Stuart Broad claimed England were in “dream world” after dominating the opening day of the first Test against Sri Lanka with bat and ball.
Things could barely have gone better in Galle, with the tourists rounding up their hosts for just 135 amid a flurry of loose strokes then finishing just a couple of well-timed shots from parity on 127 for two.
For a team who have struggled to shake off a reputation as slow starters in the red-ball format, it was a thoroughly commanding performance built around a handful of standout performances.
One belonged to Broad, who took set the tone with three for 20 on a pitch known as something of a seamer’s graveyard, while Dom Bess leveraged a healthy dose of good fortune to bank career-best figures of five for 30.
Joe Root (66 not out) and Jonny Bairstow (47no) then forged an unbroken stand of 110 to crank up the scoreboard pressure to a point that leaves England with all the cards.
“It was an absolute dream-world day for us, it’s a nine out of 10 day,” Broad told Sky Sports at the close.
“You don’t get days much better than these in the subcontinent.

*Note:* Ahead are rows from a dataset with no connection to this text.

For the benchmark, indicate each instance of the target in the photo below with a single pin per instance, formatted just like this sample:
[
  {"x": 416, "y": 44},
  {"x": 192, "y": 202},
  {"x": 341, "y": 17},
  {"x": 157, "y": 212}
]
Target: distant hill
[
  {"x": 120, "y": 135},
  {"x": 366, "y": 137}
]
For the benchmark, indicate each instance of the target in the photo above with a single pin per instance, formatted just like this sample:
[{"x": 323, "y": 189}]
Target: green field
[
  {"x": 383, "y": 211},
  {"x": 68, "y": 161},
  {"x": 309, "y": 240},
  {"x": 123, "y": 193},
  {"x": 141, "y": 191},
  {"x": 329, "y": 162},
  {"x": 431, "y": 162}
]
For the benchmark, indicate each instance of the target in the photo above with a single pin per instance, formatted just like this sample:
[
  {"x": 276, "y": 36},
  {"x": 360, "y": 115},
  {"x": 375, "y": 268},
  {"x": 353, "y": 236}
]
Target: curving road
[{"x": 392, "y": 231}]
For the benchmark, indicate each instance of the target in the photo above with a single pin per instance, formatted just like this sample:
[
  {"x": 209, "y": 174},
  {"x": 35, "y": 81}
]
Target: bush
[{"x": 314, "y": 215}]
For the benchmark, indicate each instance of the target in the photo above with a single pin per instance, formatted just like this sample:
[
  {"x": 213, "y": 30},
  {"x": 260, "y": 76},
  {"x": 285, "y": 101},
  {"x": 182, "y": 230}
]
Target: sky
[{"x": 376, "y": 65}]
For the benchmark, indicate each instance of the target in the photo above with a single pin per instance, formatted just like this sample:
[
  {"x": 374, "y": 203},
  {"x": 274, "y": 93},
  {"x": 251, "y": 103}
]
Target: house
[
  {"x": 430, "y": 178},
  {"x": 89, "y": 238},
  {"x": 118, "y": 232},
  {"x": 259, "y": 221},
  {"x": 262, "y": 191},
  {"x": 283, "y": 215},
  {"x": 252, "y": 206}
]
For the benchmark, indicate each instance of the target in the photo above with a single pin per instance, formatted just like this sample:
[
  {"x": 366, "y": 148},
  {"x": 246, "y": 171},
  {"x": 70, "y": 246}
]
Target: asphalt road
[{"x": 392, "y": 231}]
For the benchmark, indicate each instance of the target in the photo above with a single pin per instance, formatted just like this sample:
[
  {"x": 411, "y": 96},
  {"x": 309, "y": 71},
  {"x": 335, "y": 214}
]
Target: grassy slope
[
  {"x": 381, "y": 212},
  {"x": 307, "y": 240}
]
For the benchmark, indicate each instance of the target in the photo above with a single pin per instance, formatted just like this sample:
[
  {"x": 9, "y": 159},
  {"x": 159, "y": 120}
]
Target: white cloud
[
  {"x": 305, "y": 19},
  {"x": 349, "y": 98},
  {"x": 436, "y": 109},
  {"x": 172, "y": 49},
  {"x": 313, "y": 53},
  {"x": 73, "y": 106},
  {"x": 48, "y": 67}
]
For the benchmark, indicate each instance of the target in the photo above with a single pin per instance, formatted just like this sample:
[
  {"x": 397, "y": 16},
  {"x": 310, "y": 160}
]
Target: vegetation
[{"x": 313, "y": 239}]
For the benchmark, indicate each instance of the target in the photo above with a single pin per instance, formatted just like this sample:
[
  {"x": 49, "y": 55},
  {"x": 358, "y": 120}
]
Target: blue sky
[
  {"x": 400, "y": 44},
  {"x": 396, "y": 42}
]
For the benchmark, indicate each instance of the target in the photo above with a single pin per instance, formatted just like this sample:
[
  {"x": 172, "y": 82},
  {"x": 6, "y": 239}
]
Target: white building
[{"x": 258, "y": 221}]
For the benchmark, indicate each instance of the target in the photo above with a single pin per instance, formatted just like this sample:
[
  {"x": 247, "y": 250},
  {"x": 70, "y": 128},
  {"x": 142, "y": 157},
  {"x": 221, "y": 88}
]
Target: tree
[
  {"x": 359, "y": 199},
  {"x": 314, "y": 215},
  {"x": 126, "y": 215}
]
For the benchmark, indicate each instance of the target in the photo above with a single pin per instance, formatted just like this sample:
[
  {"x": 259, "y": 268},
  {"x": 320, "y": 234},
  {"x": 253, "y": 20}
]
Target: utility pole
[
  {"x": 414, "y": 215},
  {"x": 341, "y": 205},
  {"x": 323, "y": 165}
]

Bowling a team out cheaply and getting close to them two down is fantastic.”
Broad had been handed the responsibility of leading the attack after the country’s record wicket-taker James Anderson was left out and responded in style, taking out Lahiru Thirimanne and Kusal Mendis with the new ball and key man Angelo Mathews at the start of his second spell.
Bess eventually bested his efforts in the book but was happy to admit he needed some luck along the way. Kusal Perera and Wanindu Hasaranga both botched reverse sweeps, Niroshan Dickwella fed a long hop straight to Dom Sibley at point and Dasun Shanaka found himself caught behind after his sweep rebounded off Bairstow’s ankle at short leg.
Only Bess’ fourth wicket was one for his cut-and-keep collection, Dilruwan Perera deceived off the pitch and through the air, but he made no apologies for cashing in.
“I probably haven’t bowled as well as I could have, and I got away with one or two but that’s cricket,” he said.
“You’re going to bowl good balls that go out the park or get dropped, so take it when it comes for sure. It was a proud moment because I’ve taken five wickets for England and no-one can take it away from me.”
The bowlers’ work could have gone to waste had England’s top order folded in similar fashion – hardly unheard of in these parts of the world – but after Sibley and Zak Crawley fell cheaply, the response was impressive.
Root defended carefully off the back foot and swept with authority to make a 50th Test half-century, while Bairstow marked his first Test innings since December 2019 with a reassuringly solid approach at number three.
“Jack Leach and I certainly know how good they are against spin when we bowl at them in the nets and the way they went about it out there was quality,” said Bess.
“There’s a reason they are among the best in the world. They showed a very calm manner, it set the platform, now it’s about going into tomorrow to hopefully build a massive score.
“We still have some proper players to come, it’s about driving the game forward and putting ourselves in a good position.”
The view from the home dressing room was suitably incredulous, with batting coach Grant Flower, brother of former England coach Andy, offering a withering assessment of his charges.
“You ask me who should take the blame? Every single batter should take the blame,” he said.
“I’m at a loss for words, I’ve never seen us bat that badly. They know these conditions well and it should have been a big advantage.
“England’s batsmen showed us there’s nothing wrong with the pitch, we batted terribly.”